Figure 5. The GSEA interface. The control panel on the left (e.g. Steps in GSEA analysis) provides quick access to the most common actions. The main window displays the Home tab by default. Each control panel action typically opens a new tab in the main window. Open in new window


Ranked gene list

This is the output from the previous step.

Ranks (.rnk)

Gene set database

This is the human gene set database culled from various sources, generated by the Bader lab (Human_GOBP_AllPathways_no_GO_iea_February_01_2017_symbol.gmt).

Gene Set Database (.gmt)

Let us assume you have installed the GSEA software and placed the input files in an input directory. Then you should now have a directory structure similar to the following.

|--- input
|    |
|    |--- brca_hd_tep_ranks.rnk
|    |--- Human_GOBP_AllPathways_no_GO_iea_February_01_2017_symbol.gmt


Here we will step through four tasks that we will need to perform within the GSEA software that will generate our enrichment reports.

1. Load data files

In this part we get our inputs into GSEA. In the Steps in GSEA analysis panel (Figure 5, left) click the Load data button which will bring up a panel in the main window (Figure 6).

  1. Browse for files... then Choose the ranked gene list
  2. Browse for files... then Choose the gene set database file


Figure 6. Load data tab. To bring up this tab, click the Load data button in the control panel Steps in GSEA analysis.

Wait a few seconds for the files to load into memory. You will receive a pop-up dialog if the file was successfully loaded. You will also see the files in the Object cache panel of the Load data tab.

2. Settings

We now tell GSEA what these files actually represent and tailor the GSEA run accordingly. Bring up the GSEA pre-ranked tab by selecting GseaPreranked from the Tools panel and fill in the details for the Required and Basic fields (Figure 7).

  • Required fields
    • Gene sets database: Click the ellipsis and wait a few moments for a dialog to pop up. Navigate to Gene matrix (local gmx/gmt) (click arrow along top). Select the gene set database that you obtained above (.gmt file)
    • Collapse dataset to gene symbols: False
      • This option is a vestige of microarray technology where an additional step was necessary to match array probes/spots to a single gene identifier.
  • Basic fields
    • Analysis name: Choose a name for this particular run of GSEA
    • Save results in this folder: Choose one


Figure 7. The GSEA Pre-ranked tab. Select Tools in the menu dropdown, then GseaPreranked to bring up the Run GSEA on a Pre-Ranked gene list tab.

3. Run GSEA

Click Run in the Run Gsea on a Pre-Ranked gene list tab.
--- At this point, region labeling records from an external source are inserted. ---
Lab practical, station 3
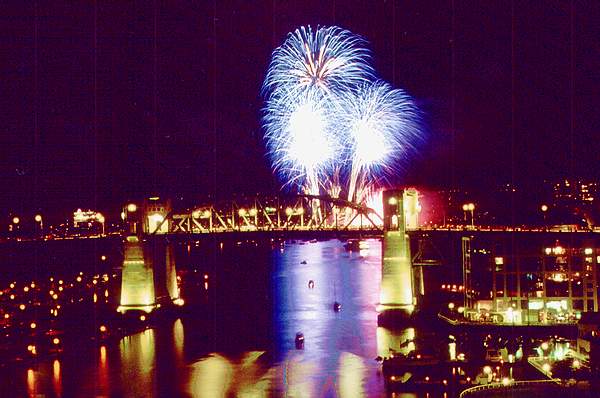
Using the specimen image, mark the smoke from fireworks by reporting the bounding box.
[263,27,420,203]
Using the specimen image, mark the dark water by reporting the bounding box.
[0,240,398,397]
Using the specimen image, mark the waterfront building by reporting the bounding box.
[462,232,600,324]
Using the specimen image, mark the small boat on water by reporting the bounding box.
[295,332,304,350]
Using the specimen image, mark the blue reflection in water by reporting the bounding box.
[272,240,381,396]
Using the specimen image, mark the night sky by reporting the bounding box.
[0,0,600,217]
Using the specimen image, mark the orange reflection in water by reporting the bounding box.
[27,369,37,397]
[52,359,62,396]
[119,329,157,396]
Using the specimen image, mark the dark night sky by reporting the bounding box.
[0,0,600,217]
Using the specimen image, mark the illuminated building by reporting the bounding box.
[73,209,105,234]
[462,233,600,324]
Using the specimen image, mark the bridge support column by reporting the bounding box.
[117,200,183,313]
[378,189,418,315]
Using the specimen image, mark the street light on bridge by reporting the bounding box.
[96,213,106,235]
[34,214,44,233]
[463,203,475,228]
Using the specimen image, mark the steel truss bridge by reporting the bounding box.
[154,195,383,234]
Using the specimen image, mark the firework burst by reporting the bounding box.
[263,26,374,100]
[339,80,421,203]
[263,27,421,203]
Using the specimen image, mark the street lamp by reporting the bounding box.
[96,213,106,236]
[540,205,548,229]
[467,203,475,228]
[463,203,475,228]
[34,214,44,234]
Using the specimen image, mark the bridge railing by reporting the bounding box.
[458,379,560,398]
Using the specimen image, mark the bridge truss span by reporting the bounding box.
[162,195,382,234]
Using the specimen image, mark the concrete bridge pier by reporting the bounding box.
[117,200,183,313]
[377,189,419,319]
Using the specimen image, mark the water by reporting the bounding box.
[0,240,391,397]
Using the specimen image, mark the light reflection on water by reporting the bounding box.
[4,240,424,397]
[188,241,383,397]
[119,329,157,396]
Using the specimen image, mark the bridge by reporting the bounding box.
[132,194,383,235]
[118,189,419,313]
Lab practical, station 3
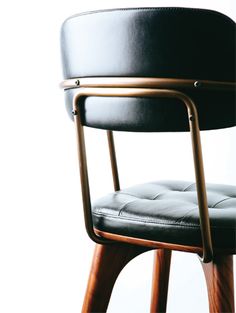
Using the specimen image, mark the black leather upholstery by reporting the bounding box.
[61,8,236,131]
[93,181,236,251]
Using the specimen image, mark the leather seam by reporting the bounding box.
[93,212,236,230]
[211,197,232,209]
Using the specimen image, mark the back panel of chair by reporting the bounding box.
[61,8,236,131]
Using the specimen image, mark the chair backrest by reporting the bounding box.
[61,8,236,131]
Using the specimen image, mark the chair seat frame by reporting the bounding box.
[61,77,236,263]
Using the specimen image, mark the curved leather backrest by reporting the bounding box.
[61,8,236,131]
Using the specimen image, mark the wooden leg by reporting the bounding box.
[150,249,171,313]
[202,255,234,313]
[82,244,150,313]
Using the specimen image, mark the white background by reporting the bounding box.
[0,0,236,313]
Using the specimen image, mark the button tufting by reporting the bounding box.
[93,181,236,250]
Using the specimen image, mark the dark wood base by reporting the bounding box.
[82,243,150,313]
[150,249,171,313]
[202,255,234,313]
[82,243,234,313]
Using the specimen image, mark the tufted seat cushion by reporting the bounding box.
[93,181,236,251]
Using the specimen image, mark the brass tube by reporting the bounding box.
[60,77,236,90]
[107,130,120,191]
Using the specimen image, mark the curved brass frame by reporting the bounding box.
[61,77,235,263]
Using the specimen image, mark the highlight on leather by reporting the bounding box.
[61,8,236,131]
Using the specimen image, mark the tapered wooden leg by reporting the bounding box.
[150,249,171,313]
[202,255,234,313]
[82,244,150,313]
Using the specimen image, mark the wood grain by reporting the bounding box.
[82,243,150,313]
[150,249,171,313]
[202,255,234,313]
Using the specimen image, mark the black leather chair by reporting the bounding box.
[61,8,236,313]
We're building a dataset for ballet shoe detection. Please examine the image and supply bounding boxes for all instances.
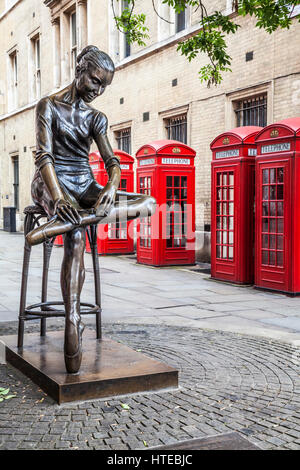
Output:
[64,322,84,374]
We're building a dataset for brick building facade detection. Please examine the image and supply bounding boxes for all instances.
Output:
[0,0,300,259]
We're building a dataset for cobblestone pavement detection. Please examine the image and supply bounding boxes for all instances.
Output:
[0,324,300,450]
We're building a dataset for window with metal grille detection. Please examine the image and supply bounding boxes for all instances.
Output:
[235,94,267,127]
[166,114,187,144]
[8,51,18,110]
[70,11,77,74]
[115,127,131,153]
[31,34,41,99]
[108,178,127,240]
[122,0,131,57]
[12,157,19,211]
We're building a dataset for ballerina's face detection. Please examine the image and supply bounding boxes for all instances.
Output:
[75,64,114,103]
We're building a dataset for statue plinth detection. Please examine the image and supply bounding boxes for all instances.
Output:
[0,329,178,404]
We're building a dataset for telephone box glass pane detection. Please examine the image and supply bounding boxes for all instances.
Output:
[261,167,284,267]
[216,171,234,261]
[166,176,188,248]
[139,176,152,248]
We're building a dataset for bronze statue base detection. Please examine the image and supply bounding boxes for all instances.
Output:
[0,329,178,404]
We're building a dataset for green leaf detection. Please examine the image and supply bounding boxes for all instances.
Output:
[121,403,130,410]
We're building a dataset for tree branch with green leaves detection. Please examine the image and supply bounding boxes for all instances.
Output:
[111,0,300,86]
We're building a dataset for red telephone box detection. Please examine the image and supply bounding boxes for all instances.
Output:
[255,117,300,295]
[136,140,196,266]
[86,150,134,255]
[211,126,262,284]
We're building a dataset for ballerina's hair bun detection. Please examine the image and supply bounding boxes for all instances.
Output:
[76,46,115,72]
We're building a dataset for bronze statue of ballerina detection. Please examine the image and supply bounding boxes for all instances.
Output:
[27,46,155,373]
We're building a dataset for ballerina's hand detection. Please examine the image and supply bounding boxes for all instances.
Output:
[55,199,81,225]
[95,182,117,217]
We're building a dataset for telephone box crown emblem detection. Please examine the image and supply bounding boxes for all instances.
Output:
[270,129,279,137]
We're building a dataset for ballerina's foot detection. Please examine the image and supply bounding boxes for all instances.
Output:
[64,322,84,374]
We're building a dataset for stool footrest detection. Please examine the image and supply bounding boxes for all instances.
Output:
[20,301,102,320]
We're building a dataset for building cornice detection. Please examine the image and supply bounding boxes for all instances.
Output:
[0,0,23,21]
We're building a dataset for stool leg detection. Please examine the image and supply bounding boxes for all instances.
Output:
[90,225,102,339]
[40,239,54,336]
[18,214,35,348]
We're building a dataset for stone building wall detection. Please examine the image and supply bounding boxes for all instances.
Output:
[0,0,300,259]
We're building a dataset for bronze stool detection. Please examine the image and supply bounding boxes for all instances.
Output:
[18,206,102,348]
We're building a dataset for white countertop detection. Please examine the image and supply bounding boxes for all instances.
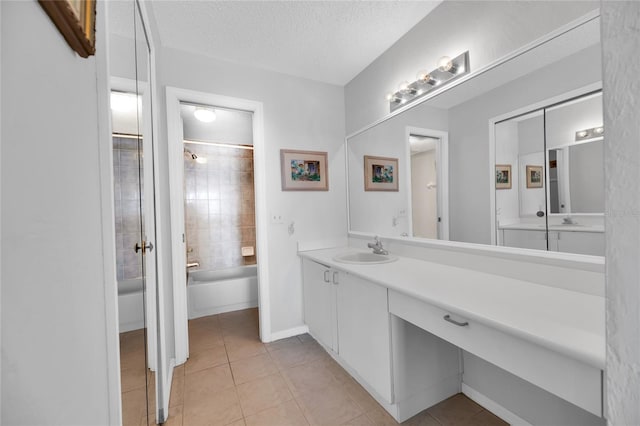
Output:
[299,247,605,369]
[498,223,604,233]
The GSEA reports panel (Figure 5, bottom left) will show the Name of this run and the Status as Running while in progress.

  • Typical run times

    • Mac: MacBook Air (Early 2015), 2.2 GHz Intel Core i7, 8 GB 1600 MHz DDR3, OS X El Capitan (10.11.6) ~ 10 minutes

4. Post-GSEA

Take a look at the directory you set for Save results in this folder. The default location is gsea_home in your user space. You should see something like the following:

|--- input
|    |
|    |--- brca_hd_tep_ranks.rnk
|    |--- Human_GOBP_AllPathways_no_GO_iea_February_01_2017_symbol.gmt
|--- gsea_home
    |--- output
        |--- monthDay
            |--- tep_brca_vs_hd.GseaPreranked.XXXXXXXXXXXXX
                |--- index.html
                |--- pos_snapshot.html
                |--- neg_snapshot.html
                |--- gsea_report_for_na_pos_XXXXXXXXXXXXX.xls
                |--- gsea_report_for_na_neg_XXXXXXXXXXXXX.xls
                |--- my_analysis.GseaPreranked.XXXXXXXXXXXXX.rpt
GSEA report

When the GSEA software has completed its analysis, the Status inside the GSEA reports panel will update to Success ... (Figure 5, bottom left). You may click this link to view the HTML report inside a browser (Figure 8). Alternatively, open the index.html file located in the GSEA results directory in a browser.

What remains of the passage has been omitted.